Opinion

Chris Bennett: Sound and vision are perfect combination

Chris Bennett
This week’s Optician has a special focus on audiology to raise some of the key issues

‘In space no one can hear you scream’, writes Bill Harvey in his special piece on hearing loss and that is exactly how the audiology community must feel about its involvement in primary care.

This week’s Optician has a special focus on audiology to raise some of the key issues.

Harvey harnesses a popular phrase to describe the mechanism of hearing but the topic is far from alien to our practising clinical editor. His specialism, low vision, offers a prime example of how hearing and vision are everyday impediments to many of his ageing patients.

The game changer for the hearing community was the launch last month of the National Commissioning Framework for hearing loss (see InFocus) a blueprint which also opens possibilities for the optical community.
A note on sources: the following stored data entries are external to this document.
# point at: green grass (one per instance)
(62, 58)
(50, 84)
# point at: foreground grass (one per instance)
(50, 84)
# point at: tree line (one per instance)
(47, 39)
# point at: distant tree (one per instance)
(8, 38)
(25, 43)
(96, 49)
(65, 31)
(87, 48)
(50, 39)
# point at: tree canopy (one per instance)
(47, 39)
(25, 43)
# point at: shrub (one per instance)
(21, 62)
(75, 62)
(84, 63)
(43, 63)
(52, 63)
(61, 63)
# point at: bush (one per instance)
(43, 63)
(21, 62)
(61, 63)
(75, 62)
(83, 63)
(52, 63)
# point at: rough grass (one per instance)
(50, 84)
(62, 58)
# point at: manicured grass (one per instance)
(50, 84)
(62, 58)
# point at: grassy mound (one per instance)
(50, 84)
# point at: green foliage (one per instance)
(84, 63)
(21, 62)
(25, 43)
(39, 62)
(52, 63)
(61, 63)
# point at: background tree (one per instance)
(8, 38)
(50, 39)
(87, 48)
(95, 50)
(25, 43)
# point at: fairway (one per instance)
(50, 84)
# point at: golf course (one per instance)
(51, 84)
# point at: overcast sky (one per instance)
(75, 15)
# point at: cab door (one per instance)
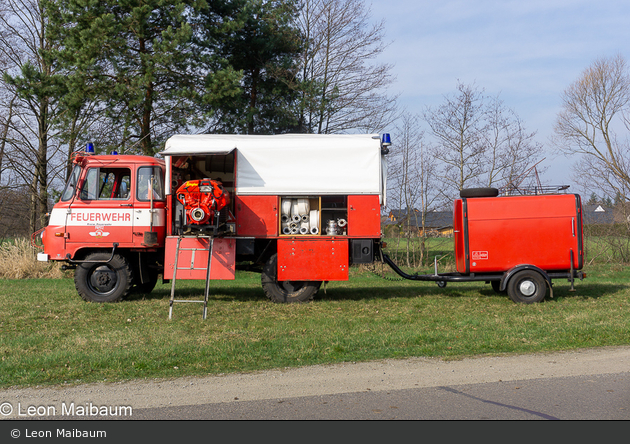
(149, 209)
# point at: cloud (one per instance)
(526, 51)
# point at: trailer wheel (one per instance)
(527, 287)
(103, 281)
(285, 291)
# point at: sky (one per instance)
(527, 52)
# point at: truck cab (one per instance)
(109, 224)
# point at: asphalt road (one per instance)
(591, 384)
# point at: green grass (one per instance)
(49, 335)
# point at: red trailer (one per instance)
(301, 208)
(517, 243)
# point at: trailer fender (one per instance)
(512, 271)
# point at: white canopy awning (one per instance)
(294, 164)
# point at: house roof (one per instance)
(597, 214)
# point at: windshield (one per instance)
(71, 185)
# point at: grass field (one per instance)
(49, 335)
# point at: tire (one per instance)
(479, 192)
(286, 291)
(527, 287)
(146, 287)
(103, 282)
(496, 286)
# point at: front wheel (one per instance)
(527, 287)
(285, 291)
(97, 280)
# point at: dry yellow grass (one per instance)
(18, 260)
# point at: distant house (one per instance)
(598, 214)
(437, 223)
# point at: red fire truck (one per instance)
(304, 208)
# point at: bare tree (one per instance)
(412, 173)
(509, 148)
(480, 141)
(594, 124)
(342, 88)
(458, 126)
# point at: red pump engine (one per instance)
(201, 198)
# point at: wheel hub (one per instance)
(103, 280)
(528, 288)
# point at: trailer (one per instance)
(517, 243)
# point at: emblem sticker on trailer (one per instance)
(480, 255)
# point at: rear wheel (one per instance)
(102, 281)
(286, 291)
(479, 192)
(527, 287)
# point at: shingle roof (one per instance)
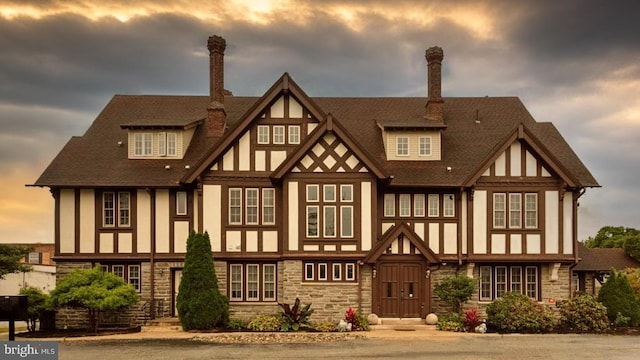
(95, 159)
(603, 259)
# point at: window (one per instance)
(405, 205)
(329, 271)
(294, 134)
(278, 134)
(434, 205)
(181, 203)
(312, 193)
(515, 216)
(389, 205)
(162, 144)
(337, 272)
(142, 144)
(325, 215)
(424, 146)
(322, 272)
(252, 283)
(485, 283)
(134, 276)
(418, 205)
(312, 221)
(449, 205)
(263, 134)
(268, 206)
(346, 193)
(236, 282)
(308, 271)
(346, 223)
(235, 206)
(109, 202)
(515, 210)
(34, 257)
(172, 144)
(251, 206)
(402, 146)
(130, 273)
(531, 210)
(269, 282)
(499, 215)
(496, 280)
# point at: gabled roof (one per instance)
(476, 129)
(603, 259)
(283, 85)
(391, 235)
(523, 133)
(328, 124)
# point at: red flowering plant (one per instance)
(471, 319)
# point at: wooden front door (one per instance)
(177, 276)
(401, 290)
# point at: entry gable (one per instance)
(522, 156)
(264, 136)
(329, 148)
(397, 233)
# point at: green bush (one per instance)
(582, 313)
(455, 290)
(200, 305)
(451, 322)
(325, 326)
(618, 296)
(293, 317)
(236, 324)
(515, 312)
(265, 323)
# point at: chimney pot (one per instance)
(216, 114)
(435, 105)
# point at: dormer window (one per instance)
(424, 146)
(402, 146)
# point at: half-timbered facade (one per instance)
(362, 202)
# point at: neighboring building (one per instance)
(595, 266)
(42, 274)
(341, 201)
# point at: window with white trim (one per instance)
(251, 206)
(402, 146)
(181, 203)
(263, 134)
(268, 206)
(418, 205)
(405, 205)
(494, 281)
(252, 282)
(329, 271)
(278, 134)
(294, 134)
(508, 210)
(116, 203)
(434, 205)
(389, 205)
(130, 273)
(449, 205)
(235, 206)
(322, 210)
(424, 143)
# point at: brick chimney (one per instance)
(216, 115)
(435, 104)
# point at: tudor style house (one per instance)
(362, 202)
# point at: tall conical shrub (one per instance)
(618, 296)
(200, 304)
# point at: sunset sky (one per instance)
(573, 63)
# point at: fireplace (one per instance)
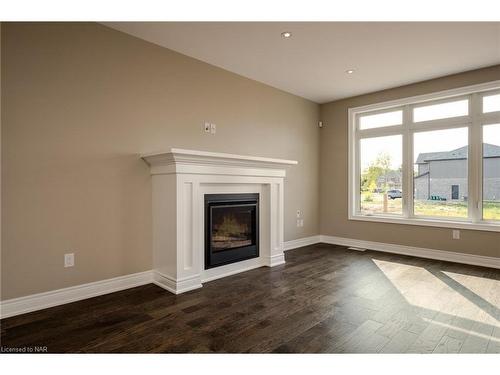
(231, 228)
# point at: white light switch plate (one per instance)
(69, 260)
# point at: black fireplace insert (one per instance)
(231, 228)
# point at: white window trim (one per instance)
(474, 121)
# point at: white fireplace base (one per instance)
(180, 180)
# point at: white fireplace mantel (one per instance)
(180, 180)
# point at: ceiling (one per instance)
(313, 62)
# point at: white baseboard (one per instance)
(231, 269)
(476, 260)
(39, 301)
(306, 241)
(176, 286)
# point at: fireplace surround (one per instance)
(231, 228)
(181, 179)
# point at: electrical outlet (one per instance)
(69, 260)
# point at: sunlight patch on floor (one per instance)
(465, 296)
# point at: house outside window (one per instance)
(428, 160)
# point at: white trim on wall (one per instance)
(300, 242)
(39, 301)
(420, 252)
(22, 305)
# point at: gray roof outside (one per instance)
(490, 151)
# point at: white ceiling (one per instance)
(312, 63)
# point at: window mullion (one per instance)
(475, 161)
(407, 174)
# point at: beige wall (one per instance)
(333, 172)
(80, 102)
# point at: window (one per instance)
(381, 177)
(441, 111)
(491, 103)
(441, 158)
(428, 160)
(381, 119)
(491, 172)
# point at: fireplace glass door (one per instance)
(231, 228)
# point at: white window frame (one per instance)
(474, 122)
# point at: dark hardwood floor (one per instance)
(325, 299)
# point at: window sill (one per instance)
(440, 223)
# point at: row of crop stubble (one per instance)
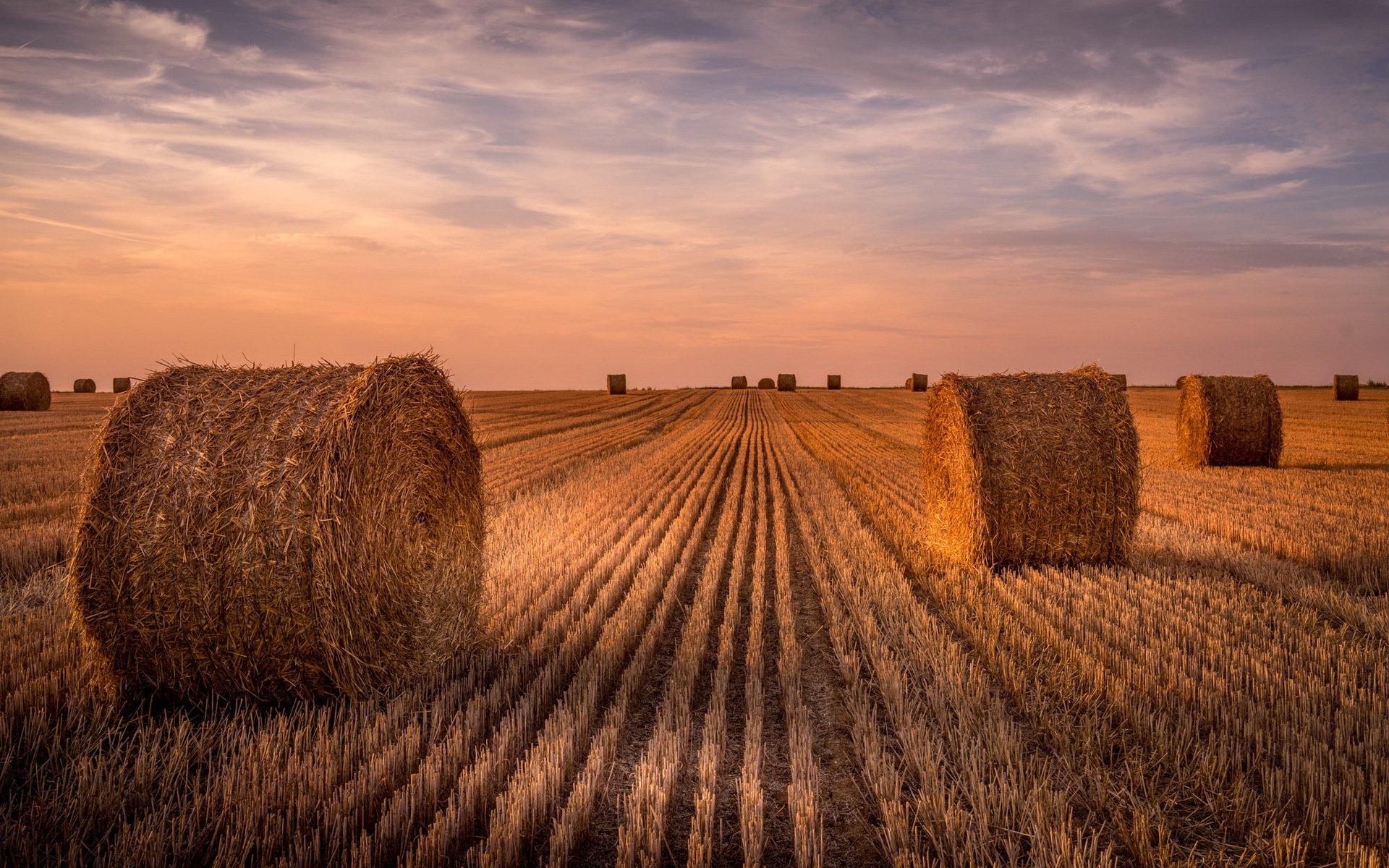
(717, 644)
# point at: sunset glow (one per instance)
(546, 192)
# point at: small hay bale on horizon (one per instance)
(1346, 386)
(25, 391)
(1228, 421)
(1029, 469)
(281, 532)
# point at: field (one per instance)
(712, 638)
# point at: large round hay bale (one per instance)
(24, 391)
(1348, 386)
(1029, 469)
(281, 532)
(1228, 421)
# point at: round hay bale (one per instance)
(24, 391)
(1029, 469)
(1228, 421)
(1348, 386)
(281, 532)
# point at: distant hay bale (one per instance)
(281, 532)
(1029, 469)
(1228, 421)
(24, 391)
(1348, 386)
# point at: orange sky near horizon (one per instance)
(545, 193)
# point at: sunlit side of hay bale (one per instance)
(1228, 421)
(1029, 469)
(24, 391)
(281, 532)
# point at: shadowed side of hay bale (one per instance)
(24, 391)
(1346, 386)
(281, 532)
(1029, 469)
(1227, 421)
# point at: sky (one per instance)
(543, 192)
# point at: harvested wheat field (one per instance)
(712, 637)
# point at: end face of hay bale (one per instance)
(1348, 386)
(1029, 469)
(1228, 421)
(25, 391)
(281, 532)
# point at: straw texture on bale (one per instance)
(1348, 386)
(24, 391)
(1029, 469)
(281, 532)
(1228, 421)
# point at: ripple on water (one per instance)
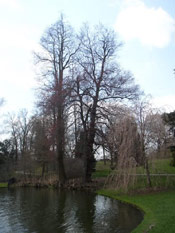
(50, 211)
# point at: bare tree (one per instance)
(142, 110)
(99, 81)
(57, 56)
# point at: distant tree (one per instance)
(169, 119)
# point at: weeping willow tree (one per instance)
(129, 155)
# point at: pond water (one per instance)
(50, 211)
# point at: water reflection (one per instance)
(50, 211)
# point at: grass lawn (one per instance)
(159, 210)
(3, 185)
(102, 170)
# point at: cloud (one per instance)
(14, 4)
(151, 26)
(161, 103)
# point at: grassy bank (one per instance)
(159, 209)
(3, 185)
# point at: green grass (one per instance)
(3, 185)
(102, 170)
(159, 209)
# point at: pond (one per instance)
(50, 211)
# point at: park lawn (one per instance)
(102, 170)
(3, 185)
(159, 209)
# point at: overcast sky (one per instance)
(146, 28)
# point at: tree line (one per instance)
(86, 103)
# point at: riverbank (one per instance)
(159, 209)
(3, 185)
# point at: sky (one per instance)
(145, 27)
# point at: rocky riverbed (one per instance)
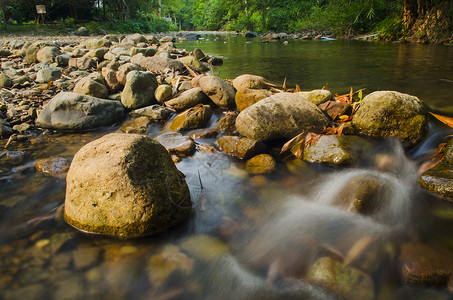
(165, 108)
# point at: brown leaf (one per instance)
(444, 119)
(292, 142)
(311, 139)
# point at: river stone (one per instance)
(97, 53)
(219, 91)
(194, 62)
(247, 81)
(139, 89)
(439, 180)
(423, 265)
(260, 164)
(124, 69)
(317, 96)
(158, 64)
(89, 86)
(193, 118)
(85, 63)
(389, 113)
(5, 81)
(127, 185)
(337, 149)
(136, 125)
(228, 122)
(448, 152)
(154, 112)
(166, 262)
(46, 74)
(188, 99)
(336, 108)
(54, 166)
(176, 143)
(163, 92)
(72, 111)
(111, 79)
(345, 281)
(283, 115)
(48, 54)
(246, 97)
(32, 51)
(243, 148)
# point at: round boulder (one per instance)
(219, 91)
(72, 111)
(125, 185)
(282, 115)
(389, 113)
(139, 89)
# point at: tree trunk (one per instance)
(411, 12)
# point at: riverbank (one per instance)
(293, 193)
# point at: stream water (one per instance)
(250, 237)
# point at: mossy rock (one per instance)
(125, 185)
(439, 180)
(390, 113)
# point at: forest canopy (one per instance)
(421, 18)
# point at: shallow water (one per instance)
(251, 237)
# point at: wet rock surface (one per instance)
(119, 196)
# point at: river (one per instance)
(251, 236)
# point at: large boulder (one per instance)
(139, 89)
(188, 99)
(219, 91)
(317, 96)
(158, 64)
(247, 81)
(126, 185)
(422, 265)
(282, 115)
(389, 113)
(192, 118)
(345, 281)
(337, 149)
(439, 180)
(247, 97)
(243, 148)
(89, 86)
(72, 111)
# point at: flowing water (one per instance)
(250, 237)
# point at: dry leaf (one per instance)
(444, 119)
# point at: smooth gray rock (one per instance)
(72, 111)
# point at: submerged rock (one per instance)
(246, 97)
(424, 265)
(337, 149)
(439, 180)
(317, 96)
(188, 99)
(345, 281)
(139, 89)
(176, 143)
(389, 113)
(54, 166)
(72, 111)
(193, 118)
(243, 148)
(282, 115)
(219, 91)
(127, 185)
(247, 81)
(260, 164)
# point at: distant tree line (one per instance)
(395, 17)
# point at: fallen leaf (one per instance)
(444, 119)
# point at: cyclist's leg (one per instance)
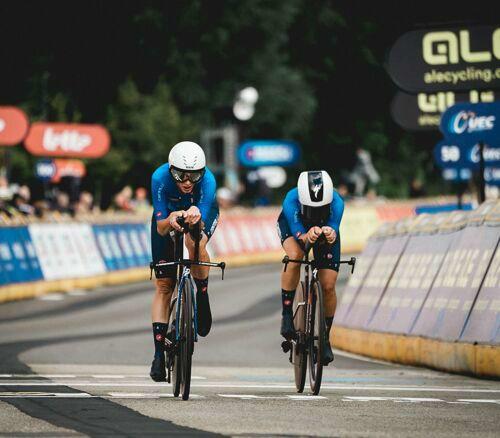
(162, 251)
(289, 278)
(328, 262)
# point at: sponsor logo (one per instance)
(68, 140)
(446, 47)
(468, 121)
(316, 189)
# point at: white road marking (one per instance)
(77, 292)
(51, 376)
(274, 397)
(394, 399)
(477, 400)
(45, 394)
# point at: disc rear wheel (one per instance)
(316, 338)
(299, 354)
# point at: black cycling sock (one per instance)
(287, 301)
(329, 322)
(159, 333)
(201, 285)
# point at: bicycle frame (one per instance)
(184, 273)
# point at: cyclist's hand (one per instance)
(330, 234)
(192, 215)
(313, 234)
(172, 219)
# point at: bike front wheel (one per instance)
(316, 337)
(187, 342)
(299, 353)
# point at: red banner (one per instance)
(13, 125)
(67, 140)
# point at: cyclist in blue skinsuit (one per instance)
(309, 210)
(182, 187)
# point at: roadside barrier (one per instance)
(431, 296)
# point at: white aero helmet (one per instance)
(315, 194)
(187, 159)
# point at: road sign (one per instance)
(455, 58)
(257, 153)
(45, 169)
(472, 121)
(13, 125)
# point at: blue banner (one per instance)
(461, 153)
(257, 153)
(474, 121)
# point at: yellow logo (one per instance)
(446, 47)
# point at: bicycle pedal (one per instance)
(286, 346)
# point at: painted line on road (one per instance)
(268, 386)
(395, 399)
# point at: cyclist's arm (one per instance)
(336, 213)
(207, 195)
(162, 214)
(291, 210)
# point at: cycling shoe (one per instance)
(287, 328)
(327, 354)
(204, 322)
(158, 372)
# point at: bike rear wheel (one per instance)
(316, 338)
(177, 365)
(299, 353)
(187, 343)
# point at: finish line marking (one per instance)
(236, 385)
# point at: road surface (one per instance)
(77, 365)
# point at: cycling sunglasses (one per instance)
(181, 175)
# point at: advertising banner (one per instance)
(257, 153)
(455, 58)
(483, 325)
(410, 283)
(422, 112)
(363, 264)
(376, 281)
(9, 264)
(13, 125)
(457, 283)
(472, 122)
(67, 140)
(104, 245)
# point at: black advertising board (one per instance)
(422, 111)
(456, 58)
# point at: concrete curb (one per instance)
(455, 357)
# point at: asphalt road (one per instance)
(77, 365)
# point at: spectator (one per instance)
(62, 203)
(20, 204)
(417, 188)
(85, 203)
(363, 173)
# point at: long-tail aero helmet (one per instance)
(315, 194)
(187, 159)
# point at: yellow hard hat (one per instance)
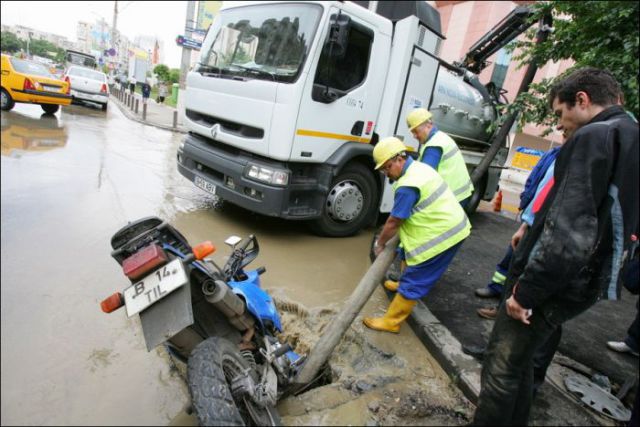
(417, 117)
(386, 149)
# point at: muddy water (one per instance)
(68, 183)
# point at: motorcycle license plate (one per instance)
(205, 185)
(154, 287)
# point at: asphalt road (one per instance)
(584, 338)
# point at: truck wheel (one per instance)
(7, 101)
(477, 195)
(50, 108)
(350, 203)
(212, 367)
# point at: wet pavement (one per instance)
(584, 338)
(68, 183)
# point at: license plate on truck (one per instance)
(154, 287)
(205, 185)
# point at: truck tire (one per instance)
(350, 203)
(212, 366)
(477, 195)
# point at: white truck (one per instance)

It took more than 20 years for the NHS to even begin to provide community-based pathways for hearing loss in the UK after the scope and scale of the problem was pointed out by Action on Hearing Loss. It estimates that 11m people in the UK now have some form of hearing loss and by 2035 that will have ballooned to 15.6m. The arguments will sound familiar: an ageing population, the use of modern technology creating new problems, care needing to be delivered locally to reduce costs in secondary care, delivery of services in the high street increasing inclusion and take up.

There are many issues to take into account as described by Srivens’ Mark Georgevic. Optical practices can’t suddenly become audiologists and services are commissioned differently around the country, but an opportunity exists for optical practices to get involved.

Harvey points out that optometrists are best placed to let patients know their options. This should include hearing. A deaf ear has been turned to audiology for too long.